Bernard Freydberg’den karanlık felsefe!

VakıfBank Kültür Yayınları’nca dilimizde ilk kez yayımlanan, Bernard Freydberg’in Modern Felsefenin Karanlık Tarihi; Antik Çağ’dan modern zamanlara düşünce sistemlerinin karanlıkta kalan oluşum sürecini, Sokrates, Kant, Hegel, Spinoza, Platon, Heidegger, Hume, Berkeley, Herakleitos, Locke, Leibniz ve Descartes gibi felsefecilerin görüşleriyle gün ışığına çıkarıyor.

Bernard Freydberg’den karanlık felsefe!
Abone Ol google-news
Yayınlanma: 21.03.2023 - 00:01

VakıfBank Kültür Yayınları (VBKY) tarafından yayımlanan Modern Felsefenin Karanlık Tarihi, ABD’li felsefeci Prof. Dr. Bernard Freydberg’ün dilimizde yayımlanan ilk yapıtı. Kitapta, modern Batı felsefesinin karanlıkta kalan literatürü ayrıntılarıyla inceleniyor.

Freydberg, Antik Çağ felsefecilerinden modern çağın düşünürlerine kadar uzanırken Sokrates, Kant, Hegel, Spinoza, Platon, Heidegger, Hume, Berkeley, Herakleitos, Locke, Leibniz ve Descartes gibi felsefecilerin görüş ve çalışmaları ayrıntılarıyla aktarılıyor.

DERSLER KANT’LA SONA ERER

Kitapta, modern felsefe tarihi derslerinin genelde önemli şahıslar üzerinden bir ilerleme şeklinde anlatıldığını ifade eden Freydberg, bunun bir anlamda doğru olduğunu söylüyor.

Freydberg, Descartes’la başlayan çoğu dersin rasyonalistler ile ampiristleri kronolojik olarak gruplandırarak devam ettiğini ve her iki kesimi birleştirmeye çalıştığı düşünülen Kant’la sona erdiğini belirtiyor.

Yazar, “Her iki kesim de ayrı ayrı ya da birlikte aklın rolünü takdir etmiştir. Bu dönemin bütün önemli düşünürleri, aklın rolünün belirlenmesinin modern felsefenin esas konusu olduğunu teslim eder” diyor.

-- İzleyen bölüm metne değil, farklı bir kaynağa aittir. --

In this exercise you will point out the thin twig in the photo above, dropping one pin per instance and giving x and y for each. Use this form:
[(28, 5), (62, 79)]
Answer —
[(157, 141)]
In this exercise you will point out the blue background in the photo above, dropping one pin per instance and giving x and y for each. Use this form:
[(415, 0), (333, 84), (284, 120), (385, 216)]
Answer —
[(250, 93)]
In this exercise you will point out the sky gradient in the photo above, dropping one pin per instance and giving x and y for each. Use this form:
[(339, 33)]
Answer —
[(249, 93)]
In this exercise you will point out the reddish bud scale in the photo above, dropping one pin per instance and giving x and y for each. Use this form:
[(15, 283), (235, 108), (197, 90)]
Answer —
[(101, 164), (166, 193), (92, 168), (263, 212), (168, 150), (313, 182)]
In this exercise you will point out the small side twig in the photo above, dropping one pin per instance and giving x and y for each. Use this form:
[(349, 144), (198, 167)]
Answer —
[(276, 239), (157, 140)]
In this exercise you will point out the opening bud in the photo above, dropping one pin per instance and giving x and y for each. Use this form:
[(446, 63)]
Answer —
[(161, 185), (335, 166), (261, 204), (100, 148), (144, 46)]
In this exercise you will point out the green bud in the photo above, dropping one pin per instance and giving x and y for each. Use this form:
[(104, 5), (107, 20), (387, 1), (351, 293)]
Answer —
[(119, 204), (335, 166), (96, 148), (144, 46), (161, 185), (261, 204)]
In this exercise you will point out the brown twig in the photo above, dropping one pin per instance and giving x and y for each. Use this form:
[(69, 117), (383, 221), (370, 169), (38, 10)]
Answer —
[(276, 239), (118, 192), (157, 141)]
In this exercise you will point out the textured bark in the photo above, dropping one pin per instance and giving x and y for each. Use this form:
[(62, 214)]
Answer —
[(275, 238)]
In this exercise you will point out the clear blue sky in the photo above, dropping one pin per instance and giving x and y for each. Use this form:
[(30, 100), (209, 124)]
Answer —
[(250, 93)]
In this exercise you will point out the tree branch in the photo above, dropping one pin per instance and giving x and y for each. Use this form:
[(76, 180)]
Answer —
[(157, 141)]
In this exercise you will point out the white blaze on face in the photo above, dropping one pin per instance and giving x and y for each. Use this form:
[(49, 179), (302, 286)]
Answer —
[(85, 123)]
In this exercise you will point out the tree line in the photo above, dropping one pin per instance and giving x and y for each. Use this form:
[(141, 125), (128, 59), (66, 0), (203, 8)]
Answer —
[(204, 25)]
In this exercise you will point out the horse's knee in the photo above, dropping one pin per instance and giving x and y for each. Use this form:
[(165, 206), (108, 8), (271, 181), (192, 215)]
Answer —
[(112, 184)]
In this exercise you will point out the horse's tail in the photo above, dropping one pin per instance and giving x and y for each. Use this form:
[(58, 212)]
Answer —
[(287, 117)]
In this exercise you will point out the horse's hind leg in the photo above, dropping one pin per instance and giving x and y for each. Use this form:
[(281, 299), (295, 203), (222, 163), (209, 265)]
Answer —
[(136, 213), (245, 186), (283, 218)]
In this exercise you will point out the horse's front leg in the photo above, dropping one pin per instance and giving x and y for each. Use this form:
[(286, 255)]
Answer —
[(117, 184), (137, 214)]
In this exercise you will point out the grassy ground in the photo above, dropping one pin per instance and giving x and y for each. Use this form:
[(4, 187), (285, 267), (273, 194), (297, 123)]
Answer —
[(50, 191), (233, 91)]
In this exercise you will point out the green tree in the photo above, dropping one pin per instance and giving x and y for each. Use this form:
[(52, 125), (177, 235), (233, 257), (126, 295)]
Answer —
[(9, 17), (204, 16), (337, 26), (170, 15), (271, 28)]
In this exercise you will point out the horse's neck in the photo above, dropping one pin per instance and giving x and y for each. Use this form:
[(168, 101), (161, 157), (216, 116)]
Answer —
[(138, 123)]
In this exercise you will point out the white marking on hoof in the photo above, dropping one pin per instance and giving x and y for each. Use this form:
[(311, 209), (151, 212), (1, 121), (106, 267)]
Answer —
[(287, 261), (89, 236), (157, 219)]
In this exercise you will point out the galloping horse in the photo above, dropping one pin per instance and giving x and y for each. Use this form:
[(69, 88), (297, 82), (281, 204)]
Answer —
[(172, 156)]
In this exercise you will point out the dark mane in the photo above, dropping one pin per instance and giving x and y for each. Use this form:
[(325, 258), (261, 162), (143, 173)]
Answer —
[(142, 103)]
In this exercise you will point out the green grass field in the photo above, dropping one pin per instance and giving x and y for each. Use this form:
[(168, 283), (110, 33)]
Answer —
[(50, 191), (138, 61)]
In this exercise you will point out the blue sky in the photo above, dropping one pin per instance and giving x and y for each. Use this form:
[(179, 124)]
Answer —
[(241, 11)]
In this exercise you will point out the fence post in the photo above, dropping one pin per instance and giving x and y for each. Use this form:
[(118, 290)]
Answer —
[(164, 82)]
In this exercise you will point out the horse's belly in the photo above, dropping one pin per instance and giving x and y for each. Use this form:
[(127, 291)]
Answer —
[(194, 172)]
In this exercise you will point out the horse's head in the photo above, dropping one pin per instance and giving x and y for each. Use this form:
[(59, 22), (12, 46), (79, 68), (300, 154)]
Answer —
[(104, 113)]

DESCARTES’TAN ZİHİN-BEDEN İKİLİĞİ

Freydberg, modern felsefenin önemli kurucusu olarak görülen Descartes’ın düşüncesinin, Anglo-Amerikan ve Kıta Avrupası filozofları tarafından zihin-beden ikiliği isimli bir doktrine sahip olduğunun düşünüldüğünü vurguluyor. Ancak ona göre, Descartes’ın öne sürdüğü zihin ile beden arasındaki ciddi fark, nicel, daha doğrusu matematiksel bir fark!:

“Bölünebilirlik ve bölünmezlik matematiksel kavramlardır. Düşünen töz (res cogitans) ile uzamlı töz (res extensa) arasındaki meşhur Latince ayrıma başvurmak suretiyle zihin ve beden arasındaki bu ciddi fark, res cogitans için olan ve onun içindeki bir farka tekabül eder. Bu şekilde ele alınan bedenler saf geometri nesnelerinden ne eksik ne de fazladır.”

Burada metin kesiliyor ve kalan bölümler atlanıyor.